CIVITAVECCHIA – È diventata virale la lettera di scuse di un’insegnante del Liceo Guglielmotti di Civitavecchia, la docente di Storia e Filosofia Sara Bartolomeo, 39 anni di Agnone, che ha affidato ai social un pensiero rivolto ai suoi alunni, dopo un episodio accaduto durante una delle tante lezioni in Dad, dietro lo schermo di un Pc. Una lezione come un’altra, eppure così non è.

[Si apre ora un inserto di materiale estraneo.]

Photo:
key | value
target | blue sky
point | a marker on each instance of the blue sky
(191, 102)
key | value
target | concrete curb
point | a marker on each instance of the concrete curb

Perché la mancanza di contatto diretto, il non potersi guardare negli occhi, capirsi da un semplice gesto, sono diventate assenze pesanti. E tutti sono portati a riflettere.
“Tutto è iniziato questa mattina, – scrive la professoressa Bartolomeo – quando dopo un ora di spiegazione in DaD, una delle mie alunne (per dovere di cronaca specifico che è una dall’8 facile, sempre attenta e presente a distanza e a scuola) mi ha detto “Prof io non ho voglia più di ascoltarla, voglio che sia lei ad ascoltare me. Sono stanca, sto male, voglio una vita normale. Non mi importa dei tira e molla che fa la politica, il problema non è solo la didattica a distanza o in presenza, il problema è che nessuno ci chiede noi come stiamo, tanto noi non abbiamo problemi e facciamo solo capricci…”.A lei si è accodata tutta la classe… Li ho ascoltati… E mi sono sentita in colpa perché in questi mesi ho pensato solo a portare avanti il programma e ad avere valutazioni…. Ho chiuso il canale dell’empatia, tutta concentrata sulla ‘bella figura’ da fare con il ministero perché non si dica che in DaD si perde tempo! Ho smesso di essere insegnante e sono diventata una burocrate! E invece il tempo l’ho perso… Non mi sono accorta (non ho voluto farlo) che i miei alunni si stanno spegnendo, che si sentono impauriti dal futuro e che vorrebbero solo più ascolto dagli adulti. Ho pianto con loro, ho pianto per loro. Cari alunni – scrive ancora la professoressa – vi chiedo scusa per avervi trattato come pratiche da smaltire, vi chiedo scusa se non ho ascoltato i vostri silenzi carichi di angoscia, vi chiedo scusa se non ho capito che dietro a quel compito non consegnato c’era l’apatia delle vostre giornate senza più colori. Cari ragazzi, non dobbiamo farvi spegnere, in fondo siete voi il nostro futuro”.
Un post da oltre 83mila like e più di 68mila condivisioni, che ha portato l’insegnante sulle pagine dei quotidiani nazionali ed ospite anche in televisione.